江桃里(153)
可能过分一点的时候就是在榻上,非要她摆出令人羞耻莫名的姿势,还每次都将她欺负哭才罢休。
而且她本以为都已经回来了,他也该打消将自己豢养起来的想法。
但她发现,他非但没有停息这样的想法,甚至还在着手准备将她弄出去。
江桃里得知后浑身发寒,却没有再轻举妄动。
幸而他朝中事务繁多,只在迦南寺待了几日,就被宫中的书信催促回去了。
闻齐妟离开时抓着她的手,掌心轻抚着她的头顶,将笑未笑地觑她乖顺的模样。
漫不经心地道:“我不在的这几日,桃桃会乖乖地等我回来吧。”
江桃里垂着眼睑,过了良久才轻点了一下头。
他得了回应,满意地捧起她的脸吻了吻,“你若再逃,我便寻根链子将你锁在榻上,天天如同那日一样对你。”
他说的是前几日,她泪涟涟地躺在榻上,他还非要她自己揉捏着软云给他看。
而他看后又红着眼,毫无阻隔地一下下,蹭着藏在深处的豆儿。
双重快意流窜之下,她根本就坚持不了一盏茶的时间,片刻就抖着身交待。
然这在他的眼中只是刚开始。
江桃里都不知,他究竟从何处学的这些东西,分明最开始的时候,除了莽撞毫无技巧可言。
现在他总能寻到她身上敏.感之地,肆意亵.弄。
等闻齐妟离去之后,江桃里并未立即策划走。
他既然这样放心大胆地将她留下,定然是派了人守着她,而且娘亲还在他的手上,想要逃离就更加难如登天。

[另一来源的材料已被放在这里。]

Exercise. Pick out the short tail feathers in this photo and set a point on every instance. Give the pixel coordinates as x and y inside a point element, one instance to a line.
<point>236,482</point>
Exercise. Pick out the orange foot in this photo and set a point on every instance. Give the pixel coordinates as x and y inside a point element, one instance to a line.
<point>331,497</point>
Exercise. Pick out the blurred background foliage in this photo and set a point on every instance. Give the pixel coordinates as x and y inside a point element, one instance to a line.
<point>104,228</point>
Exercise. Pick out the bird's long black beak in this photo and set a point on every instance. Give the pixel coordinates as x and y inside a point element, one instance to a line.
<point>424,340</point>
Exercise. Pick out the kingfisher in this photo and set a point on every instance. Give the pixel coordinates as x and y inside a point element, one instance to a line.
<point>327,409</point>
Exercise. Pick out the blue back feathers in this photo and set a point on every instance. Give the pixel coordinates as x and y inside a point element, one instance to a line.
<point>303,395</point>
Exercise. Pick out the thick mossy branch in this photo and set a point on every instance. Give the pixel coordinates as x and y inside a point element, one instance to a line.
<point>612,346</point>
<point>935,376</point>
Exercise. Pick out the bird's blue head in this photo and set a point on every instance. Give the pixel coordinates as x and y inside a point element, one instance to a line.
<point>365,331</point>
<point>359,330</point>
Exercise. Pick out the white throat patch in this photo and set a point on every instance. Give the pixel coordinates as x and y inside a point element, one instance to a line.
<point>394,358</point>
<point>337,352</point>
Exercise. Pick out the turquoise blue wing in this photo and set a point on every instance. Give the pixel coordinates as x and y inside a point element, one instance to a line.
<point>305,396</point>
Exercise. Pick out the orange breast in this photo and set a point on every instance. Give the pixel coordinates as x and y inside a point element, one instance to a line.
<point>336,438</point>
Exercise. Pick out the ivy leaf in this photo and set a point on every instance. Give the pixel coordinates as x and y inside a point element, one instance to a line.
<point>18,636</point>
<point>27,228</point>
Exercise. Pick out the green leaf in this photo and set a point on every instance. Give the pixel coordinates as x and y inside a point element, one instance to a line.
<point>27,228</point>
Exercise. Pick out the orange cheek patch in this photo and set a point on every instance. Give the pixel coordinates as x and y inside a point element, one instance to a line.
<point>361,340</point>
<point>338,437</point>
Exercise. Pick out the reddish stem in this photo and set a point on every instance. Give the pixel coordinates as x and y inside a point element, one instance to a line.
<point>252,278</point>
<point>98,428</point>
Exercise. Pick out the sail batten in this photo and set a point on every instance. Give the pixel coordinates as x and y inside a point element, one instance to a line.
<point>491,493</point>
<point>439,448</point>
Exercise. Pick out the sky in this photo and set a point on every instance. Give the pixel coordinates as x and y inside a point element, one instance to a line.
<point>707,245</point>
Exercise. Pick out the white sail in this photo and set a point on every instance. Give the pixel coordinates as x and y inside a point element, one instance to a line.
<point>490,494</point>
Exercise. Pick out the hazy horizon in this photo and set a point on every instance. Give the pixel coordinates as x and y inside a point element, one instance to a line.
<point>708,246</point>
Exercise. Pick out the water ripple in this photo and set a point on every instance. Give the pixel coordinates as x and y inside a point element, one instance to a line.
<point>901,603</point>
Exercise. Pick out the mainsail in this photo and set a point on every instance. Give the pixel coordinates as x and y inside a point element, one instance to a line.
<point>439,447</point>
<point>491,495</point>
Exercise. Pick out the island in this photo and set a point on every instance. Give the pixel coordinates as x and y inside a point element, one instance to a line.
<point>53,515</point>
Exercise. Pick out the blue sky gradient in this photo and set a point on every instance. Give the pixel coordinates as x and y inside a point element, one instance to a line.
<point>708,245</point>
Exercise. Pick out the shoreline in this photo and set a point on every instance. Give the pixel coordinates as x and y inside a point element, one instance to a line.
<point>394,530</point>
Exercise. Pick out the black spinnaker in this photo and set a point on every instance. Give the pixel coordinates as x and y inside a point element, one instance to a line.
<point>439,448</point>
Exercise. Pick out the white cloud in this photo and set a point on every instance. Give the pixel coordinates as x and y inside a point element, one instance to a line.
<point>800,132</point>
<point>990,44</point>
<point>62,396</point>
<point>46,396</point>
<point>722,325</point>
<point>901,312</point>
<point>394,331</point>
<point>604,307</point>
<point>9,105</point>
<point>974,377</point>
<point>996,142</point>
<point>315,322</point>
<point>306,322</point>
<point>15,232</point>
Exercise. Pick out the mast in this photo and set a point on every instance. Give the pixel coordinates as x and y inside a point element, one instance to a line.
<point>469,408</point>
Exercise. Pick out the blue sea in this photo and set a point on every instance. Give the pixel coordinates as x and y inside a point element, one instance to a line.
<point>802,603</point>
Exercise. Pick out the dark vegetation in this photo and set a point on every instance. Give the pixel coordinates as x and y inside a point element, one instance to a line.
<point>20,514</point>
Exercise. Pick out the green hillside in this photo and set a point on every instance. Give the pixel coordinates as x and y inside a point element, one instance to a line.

可她一旦想起,若是日后只能被他囚养起来,心中便难以接受。
思来想去,最后江桃里还是暂且安耐住,暗自寻找时机。
这场春雨连绵下了几日,冲垮了迦南寺上脚下的河堤,河水蔓延涨起来。
迦南寺住持心生怜悯,开设粥棚,收纳了不少流离失所的百姓。
但迦南寺虽然是百年老寺,却并非有过多的存粮,朝廷的旨意尚且没有颁布,自然也无粮草支援。
傍晚送膳食的悟善脸上都带上了愁容。
江桃里见后问道:“小师父,可是寺中出了何事,这般愁容?”
悟善年纪不大,生性纯粹,三言两语就将事情全盘脱口。
江桃里蹙眉敛眼,含着怜悯道:“天灾之下谁能独善其身,你且拿着我的令牌去寻户部尚书江元良,然后将此事告知给他,说不定能有所转机。”
江元良如今正待命在府上,定然会寻找机会摆脱现状。
悟善拿着令牌将信将疑地看着她。
江桃里道:“我乃当朝太子妃,太子下落不明,才来此地为太子祈福,而户部尚书江元良是我父亲,你且放心。”
悟善一直知晓她是贵人,却未曾料想是皇室中人,当即跪拜后揣着信物去寻住持。
果然不日就有私府支援到迦南寺。
江元良用的是太子妃的名义,所有人都知道了,太子妃如今正在迦南寺。
闻齐妟留下的那些人,都是藏在暗处的,像这般多的人光明正大前来,他的人根本就拦不住。
江桃里的存在藏不住了。
她将自己暴露在众人的视线中,不少人都感恩厚待,皆要去太子妃的禅院门拜谢。
最开始众人是诚心感谢太子妃,后来不知怎么传言,说太子妃生得宛如菩萨低眉拈花。
传言一时风靡,来的人便更多了。
最后太子妃遣人传话,等山下洪水褪去便会回太子府,届时可在山下送众人佛偈词。
等闻齐妟得到消息时,消息已经传了出去。
他如今抽不开身,唯有夜间攥着手中的密信,怒极反笑,笑后沉下了脸。
最开始他就该将人藏起来,而不是一次次亲自送去太子府。
很快朝中的救援便来了,洪水并未维持多久,退潮当日不少人守在山脚下,只为了等着太子妃下来。
无任何标志的朴素马车缓缓行驶而来,停在山脚下,车帘撩开,终于窥见里面之人的真容。
马车中的人身着杨飞色襦裙,头挽坠马髻,簪着素雅的玉簪,媚柔如绿波间绽放的雪莲。
众人皆亲眼见,太子妃被柔光照着,隐约透着佛性,白皙的脸上挂着温和笑,命人发着佛偈。
发至一半时,忽闻马蹄声传来,众人都诧异回首。
无人留意到坐在马车中太子妃,似菩萨低眉漠不关心。
“太子妃,不知我也能讨得一份佛偈?”
来人挡在正中央大喇喇地勒停了马,轮廓流畅的下颌微扬,散漫中带着一丝冷凛。